Dan Obegi: This product here is called Fix, it’s our top selling product.

Dan Obegi is the CEO of Dermstore.com, a Los Angeles-based company that sells skincare products. It spends about a million dollars a month on ads — much of that online. Obegi is starting to shift some of that effort to bank coupon programs. He says more than Google and Facebook, data from the banks will help him reach customers who are buying face cream from rivals.

Dan Obegi: We’re saying, look, you’re buying at our competitors’ stores. We know that you’re a great customer, we want you to come shop for the same thing you’re already shopping for from Dermstore.com.

Cardlytics says about 20 percent of banking customers opened the electronic offers they got from their banks and 30 percent of them used the coupons. Success like that is almost unheard of in advertising. Merchants pay for that success only when a customer uses a coupon. A fee the data company splits with the bank. But just how smart are these ads? That, I thought I’d see for myself.

Mike Linton: The first four gifts we would recommend for you, and I’m ready to unveil those now if you’re ready…

Vanek-Smith: I’m ready.

That’s Mike Linton, marketing executive for data analysis company FreeMonee. He took my credit card statement and used FreeMonee’s software to make me some offers he hoped I couldn’t refuse.

Linton: So the first gift would be $15 at Footlocker.

Well OK. I’m a runner and I actually, really do need new shoes.

Linton: Followed by $20 at Pottery Barn.

Huh? I just moved from L.A. to New York and have been buying lots of housewares. And I do still need a bedside table, and a shower curtain, and a desk chair.

Linton: Twenty dollars at Lord & Taylor.

I will also need to buy clothes for weather we have in New York that they don’t have in L.A., like winter.

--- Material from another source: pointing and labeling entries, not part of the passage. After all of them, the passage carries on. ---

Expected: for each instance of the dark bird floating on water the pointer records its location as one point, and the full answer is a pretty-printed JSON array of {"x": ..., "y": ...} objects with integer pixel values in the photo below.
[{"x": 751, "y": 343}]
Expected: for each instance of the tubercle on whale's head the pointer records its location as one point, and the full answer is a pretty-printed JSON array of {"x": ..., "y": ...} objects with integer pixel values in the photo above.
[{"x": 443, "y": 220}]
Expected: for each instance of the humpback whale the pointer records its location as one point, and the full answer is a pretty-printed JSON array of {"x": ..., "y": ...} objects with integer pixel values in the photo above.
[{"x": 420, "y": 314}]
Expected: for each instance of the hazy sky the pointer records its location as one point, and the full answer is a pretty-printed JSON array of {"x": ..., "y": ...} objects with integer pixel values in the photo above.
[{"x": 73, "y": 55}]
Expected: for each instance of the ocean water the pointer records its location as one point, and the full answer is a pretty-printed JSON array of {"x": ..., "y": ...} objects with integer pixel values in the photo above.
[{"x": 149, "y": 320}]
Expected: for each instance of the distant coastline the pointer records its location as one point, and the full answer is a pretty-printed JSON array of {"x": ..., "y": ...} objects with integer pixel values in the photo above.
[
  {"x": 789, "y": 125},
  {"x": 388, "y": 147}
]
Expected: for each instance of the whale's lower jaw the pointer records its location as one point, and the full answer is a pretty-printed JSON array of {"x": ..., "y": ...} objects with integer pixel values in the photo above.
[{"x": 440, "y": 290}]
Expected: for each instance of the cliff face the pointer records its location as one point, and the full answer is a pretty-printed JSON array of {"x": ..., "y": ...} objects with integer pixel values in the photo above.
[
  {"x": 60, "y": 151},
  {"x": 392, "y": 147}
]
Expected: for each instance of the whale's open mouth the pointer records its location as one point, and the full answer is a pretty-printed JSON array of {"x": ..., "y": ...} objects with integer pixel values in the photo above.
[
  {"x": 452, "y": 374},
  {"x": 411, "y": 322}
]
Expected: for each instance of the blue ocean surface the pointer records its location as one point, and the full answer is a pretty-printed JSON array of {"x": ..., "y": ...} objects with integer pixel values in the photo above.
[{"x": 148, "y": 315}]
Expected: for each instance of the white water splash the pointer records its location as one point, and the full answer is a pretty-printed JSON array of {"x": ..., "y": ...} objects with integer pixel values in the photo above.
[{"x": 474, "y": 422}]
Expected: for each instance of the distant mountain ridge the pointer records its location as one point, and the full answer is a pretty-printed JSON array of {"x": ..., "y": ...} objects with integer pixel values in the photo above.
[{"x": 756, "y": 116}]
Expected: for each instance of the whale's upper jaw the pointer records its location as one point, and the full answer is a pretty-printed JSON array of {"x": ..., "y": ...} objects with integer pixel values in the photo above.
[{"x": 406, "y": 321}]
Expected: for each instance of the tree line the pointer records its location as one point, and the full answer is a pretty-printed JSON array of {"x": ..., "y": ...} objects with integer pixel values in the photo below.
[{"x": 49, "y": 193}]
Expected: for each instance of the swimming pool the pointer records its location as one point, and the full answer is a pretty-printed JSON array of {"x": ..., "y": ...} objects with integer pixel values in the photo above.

Linton: Followed by $5 at Quiznos.

Interesting. I recently used my card to get lunch at rival Subway. So verdict: I’m not sure these offers have me running to the stores, but this is all stuff I need right now and they’re from places I haven’t visited in a while. So now I just have to figure out if I’m the kind of girl who likes her bread toasted or if I prefer the sandwich artist’s touch.

In New York, I’m Stacey Vanek-Smith for Marketplace.